Other notable stories:
- Last week, Breitbart unearthed incriminating old tweets by Tom Wright-Piersanti, an editor at the Times. Wright-Piersanti apologized; his bosses are reviewing the matter. Yesterday, the Times reported that “a loose network of conservative operatives allied with the White House” has compiled similar dossiers on “hundreds of people who work at some of the country’s most prominent news organizations.” Kenneth P. Vogel, one of the reporters on the story, called it a “new front in the war on the press.” But such tactics aren’t new—and, as the Times admits, some of the activists involved “have histories of bluster and exaggeration.” CNN’s Darcy rounded up the question marks.
- Trump has (another) primary challenger. Yesterday, Joe Walsh, the fire-breathing Republican Congressman turned talk-radio host, announced a presidential bid on ABC’s This Week; “There needs to be an alternative,” Walsh said. “The country is sick of this guy’s tantrum—he’s a child.” George Stephanopoulos (and many others) noted that Walsh has a history of Trumpian rhetoric, including around birtherism. “I helped create Trump,” Walsh replied. “I said some ugly things about President Obama that I regret.”
- Much later than planned, The Atlantic will finally launch a paywall sometime after Labor Day, The Wall Street Journal’s Lukas I. Alpert reports. Owner Laurene Powell Jobs delayed the move to give the magazine time to staff up, improve its offering, and build an audience, but, as a result of its hiring spree, The Atlantic “recently went from making an annual profit of about $10 million to losing money, people familiar with the matter said.”
- For CJR, AJ Naddaff profiles Muhammad Najem, a 16-year-old Syrian documentarian who chronicled the atrocities in Eastern Ghouta, a suburb of Damascus, for an international audience. Najem continued to report after his family’s forced evacuation to Idlib; he “turned his camera on kids his age, giving particular attention to disabled children, to let them tell their stories and ask for help in their own words,” Naddaff writes.

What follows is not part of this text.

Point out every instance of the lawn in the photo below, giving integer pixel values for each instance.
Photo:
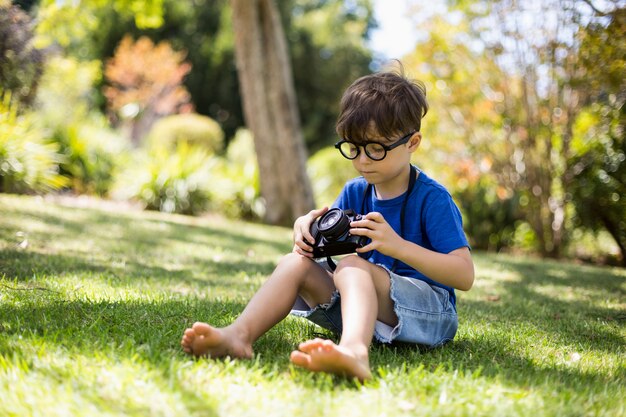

- Last Wednesday, Uganda and Rwanda signed a pact de-escalating tensions between the two countries; two days later, Uganda blocked the website of New Times, a Rwandan state-owned newspaper, calling it “a hostile platform that is likely to cause insecurity in this country.” Reuters’s Elias Biryabarema has more.
- In October, Carnegie Hall will host a concert organized by a group linked to Gazeta Polska, a right-wing Polish newspaper that recently distributed stickers with the slogan “LGBT-free zone.” The organizer, Gazeta Polska Community of America, stressed its independence from the paper’s editorial board, but a Polish academic told NBC’s Tim Fitzsimons that the group is part of a “political movement built around the newspaper.”
- And in Friday’s newsletter, I noted that a recent edition of a Justice Department briefing email for immigration court employees linked out to a white-supremacist website. The briefings, which were prepared by a private contractor, have since been canceled.